In their own practice, Bowling and Hoffman express three stages of “presence” development: (1) studying the techniques; (2) developing a deeper understanding of how and why mediation works; and (3) a growing awareness of a mediator’s knowledge of self and its relevance to the mediator’s job.  This third stage is a blend of self-awareness and is “about being a mediator rather than about doing prescribed steps” (p. 16). In this sense, CR in the mediation context is less about the mediation model and more about the mediator.
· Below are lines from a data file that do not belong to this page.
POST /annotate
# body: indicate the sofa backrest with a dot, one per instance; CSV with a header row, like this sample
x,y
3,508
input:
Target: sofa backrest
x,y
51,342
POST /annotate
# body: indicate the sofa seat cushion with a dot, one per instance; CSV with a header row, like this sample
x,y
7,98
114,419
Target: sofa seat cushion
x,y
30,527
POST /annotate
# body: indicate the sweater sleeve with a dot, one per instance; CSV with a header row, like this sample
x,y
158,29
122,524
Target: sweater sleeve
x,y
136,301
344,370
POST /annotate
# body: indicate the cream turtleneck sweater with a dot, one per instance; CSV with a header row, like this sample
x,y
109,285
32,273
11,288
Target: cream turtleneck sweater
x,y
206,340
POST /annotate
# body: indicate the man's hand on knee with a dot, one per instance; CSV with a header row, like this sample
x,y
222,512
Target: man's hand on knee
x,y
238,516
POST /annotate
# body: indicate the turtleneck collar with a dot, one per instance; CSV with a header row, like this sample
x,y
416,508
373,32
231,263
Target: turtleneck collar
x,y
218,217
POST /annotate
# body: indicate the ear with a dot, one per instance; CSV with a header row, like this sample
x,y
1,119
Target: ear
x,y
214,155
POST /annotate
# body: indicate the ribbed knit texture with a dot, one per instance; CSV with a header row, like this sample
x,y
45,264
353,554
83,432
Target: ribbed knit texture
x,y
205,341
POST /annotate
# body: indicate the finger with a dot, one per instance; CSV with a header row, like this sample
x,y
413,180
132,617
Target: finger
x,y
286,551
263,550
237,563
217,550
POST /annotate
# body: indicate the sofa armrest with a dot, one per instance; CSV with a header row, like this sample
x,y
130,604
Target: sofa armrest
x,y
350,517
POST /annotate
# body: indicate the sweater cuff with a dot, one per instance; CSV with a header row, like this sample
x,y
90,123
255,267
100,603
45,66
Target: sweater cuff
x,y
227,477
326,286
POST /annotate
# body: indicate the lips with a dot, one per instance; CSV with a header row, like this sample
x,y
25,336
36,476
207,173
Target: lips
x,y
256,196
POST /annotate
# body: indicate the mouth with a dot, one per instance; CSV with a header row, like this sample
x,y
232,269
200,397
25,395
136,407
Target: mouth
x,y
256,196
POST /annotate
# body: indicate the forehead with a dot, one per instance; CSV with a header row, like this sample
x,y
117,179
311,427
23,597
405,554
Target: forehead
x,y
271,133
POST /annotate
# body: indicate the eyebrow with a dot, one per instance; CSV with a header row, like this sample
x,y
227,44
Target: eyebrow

In the mediation process, multiple realities are operating, are co-created and are constantly shifting.  Most critical are those of the initiating and the responding parties, but the mediator is also a significant contributor.  In the process of mediation these “realities” are based on a complex group of factors, some of which include: individual histories, personal biases, filters, governing variables, mental maps, core beliefs and values, perceptions, and memory (Fisher-Yoshida, 2003; Pearce, 2004; Festinger, 1957; Kahneman, 2010; Lazarus, 1991; Arrow, Mnookin, Ross, Tversky & Wilson, 1995).

The relatively recent advancements in links between ESI and cognitive neuroscience have opened up a new way to understand and manage emotions, and therefore conflict, and are relevant in the mediation context.  In Social Intelligence: The New Science of Human Relationships, Daniel Goleman (2006) argues that we are “hardwired to connect,” and because of the neuroplasticity of the social brain, the way we make those connections can sculpt our brains, our cells, and our DNA.

In “Bringing Oxytocin Into the Room” (2009), prominent mediator Ken Cloke suggests that we need to be mindful of the role hormones play at the mediation table.  Parties may arrive pumped full of adrenalin, which triggers “fight and flight” reactions.  Later in the mediation, it may be oxytocin, the hormone that promotes “tend and befriend,” that dominates.  Cloke notes, along with Goleman, that humans are “hardwired” for aggression, but also for empathy and collaboration.  It is useful for mediators to seek methods of reducing adrenalin and increasing oxytocin through trust and collaboration, he suggests.   

The role neuroscience might play in CR has been explored frequently at recent CR conferences.  Advances in brain imaging have opened vast interest in neuroscience as it interfaces with many disciplines, including mediation.  Lindner (2006) defines emotions as “both hardwired and malleable and adaptive to social and cultural influences” (p. 271).  The brain’s neuroplasticity allows it to evolve constantly.  The increased understanding of the brain’s activity and evolution, like other new areas of information, is yet another exciting new gateway to deepening mediator skills through updated training.